Post # 1
Question for the Bees- How many of you are having Bridal Showers? Do any of you think it is considered “double dipping” for presents? My FMIL thinks it is. She will not be inviting any of her lady friends to my bridal shower because she doesn’t want to double dip for gifts. She thinks they will already be giving us expensive wedding presents and doesn’t want them to “give twice.” I thought the purpose of a bridal shower was to get the ladies together for a fun lunch and share some “advice” or a gift for the bride. I never thought of it as a method to get more gifts. Now I feel awkward attending my shower that my friends and family are hosting. Thoughts???
Post # 3
@RobinGirl: I had three bridal showers, call me greedy.
Post # 4
I had none. I don’t like them for a myraid of reasons.
Post # 5
Around here it’s totally acceptable and expected, no one thinks the bride is being gift grabby. Generally you get household gifts for the shower, and money at the wedding. That being said, I’ve never been to one that was like…rent out a venue big. Usually 20-30 people max.
Post # 6
- Wedding: September 2014 - White Point Garden, Charleston, SC
The showers I’ve been to have been for very small household items and lingerie for the bride. Just a fun day of lunch and chatting with the ladies. Don’t feel bad!
Post # 7
I think its a pretty traditional party associated with an upcoming wedding so no, I don’t think its gift grabby or commonly perceived as so.
Post # 8
Absolutely not, you shouldn’t feel bad about it at all.
Post # 9
My bridal shower was sooo much fun. I have never heard of anyone feeling that a bridal shower was “double dipping”. If your FMIL doesn’t want to have a part in it and doesn’t want to invite her friends then I guess that is her opinion. I think you will have a great time anyway!
Post # 10
My work friends threw me one – i had nothing to do with it and only got a couple of gifts, but it was a lovely time. We had lots of fun!
Post # 11
I’m English we don’t do bridal showers( at least I don’t know of anyone that does). I am inclined to agree with your FMIL.
We have not included a gift list with our invites as we are very uncomfortable asking for anything, so or me a shower would be totally out of the question.
Post # 12
@Giddy-kipper My FMIL is English, although she has lived in the US for 35+ years, so that might be where it comes from. We are registered for gifts, but we are not including any information regarding it on our invitations.
Post # 13
I am having 1 bridal shower – originally i didn’t want one, but my aunt & her friends insisted I should get one.
As they stated it, “You deserve to partake in all the the wedding activities – it only happens once in a lifetime!”.
Post # 14
All of the bridal showers I have attended and the ones where I was the guest of honor were small affairs at someone’s home, not catered events at outside venues.
Horror of horrors, there were also guests who were not invited to the wedding! My Mom’s friends, neighbours and colleagues wanted to host a shower for me, knowing they were not invited to the wedding.

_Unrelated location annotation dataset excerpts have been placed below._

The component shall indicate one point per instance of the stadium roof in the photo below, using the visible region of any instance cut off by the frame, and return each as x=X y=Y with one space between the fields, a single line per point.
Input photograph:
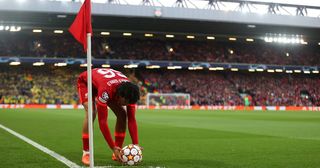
x=122 y=23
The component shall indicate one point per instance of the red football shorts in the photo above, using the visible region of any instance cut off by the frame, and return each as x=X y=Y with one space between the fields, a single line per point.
x=83 y=90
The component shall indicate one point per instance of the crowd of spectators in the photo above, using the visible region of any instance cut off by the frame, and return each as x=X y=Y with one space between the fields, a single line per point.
x=156 y=49
x=264 y=89
x=44 y=85
x=57 y=85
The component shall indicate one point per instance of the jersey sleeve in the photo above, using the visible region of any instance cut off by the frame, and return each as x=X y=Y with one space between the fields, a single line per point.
x=103 y=97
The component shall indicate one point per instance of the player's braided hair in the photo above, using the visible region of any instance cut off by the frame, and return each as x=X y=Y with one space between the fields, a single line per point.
x=129 y=91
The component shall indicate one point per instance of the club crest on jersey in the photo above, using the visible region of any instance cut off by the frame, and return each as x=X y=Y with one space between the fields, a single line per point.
x=105 y=96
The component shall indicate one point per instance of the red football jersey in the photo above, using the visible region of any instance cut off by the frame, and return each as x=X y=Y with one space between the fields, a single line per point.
x=105 y=82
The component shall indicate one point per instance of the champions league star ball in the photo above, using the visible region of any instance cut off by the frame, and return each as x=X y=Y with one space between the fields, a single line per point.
x=131 y=155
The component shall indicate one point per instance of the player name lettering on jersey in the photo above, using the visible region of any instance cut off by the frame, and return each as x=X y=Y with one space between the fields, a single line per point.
x=114 y=81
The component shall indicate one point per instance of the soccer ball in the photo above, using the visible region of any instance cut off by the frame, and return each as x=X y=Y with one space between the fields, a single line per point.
x=131 y=155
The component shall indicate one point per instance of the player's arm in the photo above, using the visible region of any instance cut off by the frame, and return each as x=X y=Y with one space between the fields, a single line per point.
x=103 y=124
x=132 y=123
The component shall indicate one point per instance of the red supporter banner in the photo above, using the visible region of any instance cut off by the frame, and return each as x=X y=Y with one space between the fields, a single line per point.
x=223 y=108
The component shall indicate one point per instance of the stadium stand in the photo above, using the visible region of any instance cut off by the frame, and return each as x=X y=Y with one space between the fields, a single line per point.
x=143 y=49
x=56 y=85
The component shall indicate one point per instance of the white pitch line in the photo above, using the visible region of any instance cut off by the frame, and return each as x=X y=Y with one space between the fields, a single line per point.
x=42 y=148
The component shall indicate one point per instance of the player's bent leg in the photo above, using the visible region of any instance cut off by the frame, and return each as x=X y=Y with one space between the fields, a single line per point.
x=85 y=134
x=120 y=129
x=85 y=158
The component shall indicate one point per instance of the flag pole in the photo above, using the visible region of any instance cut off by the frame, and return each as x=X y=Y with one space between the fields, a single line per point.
x=90 y=119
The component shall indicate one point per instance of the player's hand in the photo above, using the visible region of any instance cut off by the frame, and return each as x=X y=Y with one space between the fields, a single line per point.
x=118 y=153
x=139 y=146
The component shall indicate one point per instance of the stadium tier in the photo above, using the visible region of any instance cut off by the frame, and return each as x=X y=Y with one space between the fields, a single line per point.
x=57 y=85
x=24 y=45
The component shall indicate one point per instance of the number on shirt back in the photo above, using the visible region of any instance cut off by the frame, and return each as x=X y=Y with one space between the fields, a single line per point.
x=110 y=73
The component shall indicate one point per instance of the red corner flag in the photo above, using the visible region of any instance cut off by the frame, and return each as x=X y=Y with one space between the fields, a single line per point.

My FMIL’s neighbours and church members also hosted a shower knowing they were not all invited to the wedding.
My work colleagues also hosted a shower.
The vast majority of the guests at these showers were not invited to the wedding so the shower gift was their only gift. The shower gifts were also not grandiose or expensive items. they were things like tea towels, kitchen tools etc.
Frankly, it does come off as double-dipping to invite the same women to the shower and the wedding, even though it is current acceptable etiquette.
Post # 15
Since you asked, yes, I feel that way, and I give only one gift per wedding (obviously FI and I attend as a couple, so we give one nice gift from each of us).
Add in engagement parties, and we’re talking triple-dip. That’s definitely yick territory for me.
Obviously, since I feel this way, I’m not having either the pre-party party (bridal shower) or the pre-pre-party party (engagement party)… “just” the wedding ceremony and the party (reception) itself. I think my and FI’s marriage is an important occasion, but I feel the ceremony and reception are plenty enough to represent that importance.
As you might guess, I feel the same way about gender reveal parties, etc.
One party per child per year, and one party per marriage (and perhaps a bachelorette, if the ceremony and reception really doesn’t feel like enough group activity around the marriage. Bachelorettes are not typically gift events so it’s safer to plan this event without the dreaded gift grab effect). I politely decline invitations to any addtional parties to these, and won’t be hosting more than that myself.
Post # 16
I don’t like them. I think they’re
1) double dipping for gifts
2) time and money consuming for the host and guests
Why can’t people just get married and do all the celebrating at the wedding? Is it necessary to have an engagement party, bridal shower, bachelorette party, AND a wedding that certain people are obligated to attend?